Casino owner Sheldon Adelson has said he is reconsidering his pledge of $650 million to help fund the project because officials of the Oakland Raiders, which may move to Nevada, were asking for too many concessions.
"They want so much," Adelson told Reuters. “So I told my people, ‘Tell them I could live with the deal, I could live without the deal. Here’s the way it’s gonna go down. If they don’t want it, bye-bye.' ”
His comments came after Gov. Brian Sandoval secured $750 million in public funding for the project, which would bring an NFL team to the state and expand the Las Vegas Convention Center. The money will be raised by issuing municipal bonds that will be financed through a tax hike on hotel rooms in the Las Vegas region.
“Legislators representing north and south, urban and rural, came together to prove we are one Nevada,” Sandoval said. “It is truly exciting to see our gaming industry, labor unions and small businesses come together with broad support for these important projects.”
Sandoval has not commented on Adelson's remarks. Adelson, who is chairman and CEO of Las Vegas Sands Corp., could not be reached for comment. Requests for comment to the Raiders organization – which has pledged $500 million toward the stadium project – also went unanswered.
The $1.9 billion stadium would produce nearly 8,000 full-time permanent jobs in Nevada’s Clark County and about 6,700 jobs in the rest of the state, according to figures from the Southern Nevada Tourism Infrastructure Committee. And it would produce $830 million in overall annual benefits to the state, the committee said.
But the promise for huge economic benefits may be little more than a mirage in the desert, said the author of a recent Brookings Institution study. That research concluded such projects bring little in the way of economic development benefits and end up being a drain on federal tax revenues.
“There’s, I believe, universal agreement among academic studies that sports facilities do not improve local economic conditions, but rather substitute leisure dollars spent in one part of the city for leisure dollars spent in another part of the city,” the lead author of the study, Ted Gayer, told AMI Newswire in an email.
The use of municipal bond financing means that interest earned by purchasers of the bonds will be exempt from federal taxes. This reduces the level of federal tax funds collected compared to what it would have been had the bonds been taxable, according the Brookings Institution study.
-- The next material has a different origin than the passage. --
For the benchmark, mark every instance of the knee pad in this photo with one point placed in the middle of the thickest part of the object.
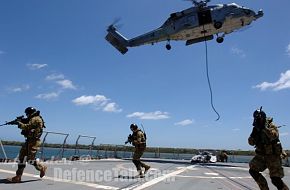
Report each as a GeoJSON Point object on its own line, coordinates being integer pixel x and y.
{"type": "Point", "coordinates": [277, 181]}
{"type": "Point", "coordinates": [256, 175]}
“This plan (in Nevada) is comparable to other stadium deals, though it is on the high side in terms of total costs and total municipal bonds issued,” Gayer said.
An NFL stadium build in Dallas, by comparison, cost $1.3 billion in inflation-adjusted dollars and required $337 million in municipal bonds, according to Gayer’s research.
"The ‘tourist tax’ – a tax on hotel rooms and/or rental cars – is a very common funding mechanism for these stadium deals,” Gayer said. “It is politically more amenable to the local population even though the burden of the tax is in part born by local businesses.”
Most stadiums also retain funds made through naming rights, tickets and concessions.
Tax losses to the federal government as a result of sports stadiums built or renovated since the year 2000 were $3.2 billion, the Brookings study found. High-income bond holders gain additional funds in the form of a tax break, worth an estimated $61 million.
“High-income taxpayers holding the bonds receive a windfall tax break, resulting in an even greater loss of revenue to the federal government,” the Brookings report says.
The report also found no justification for federal subsidies to sports stadiums, stating that the effects of individual stadiums are regional and not national.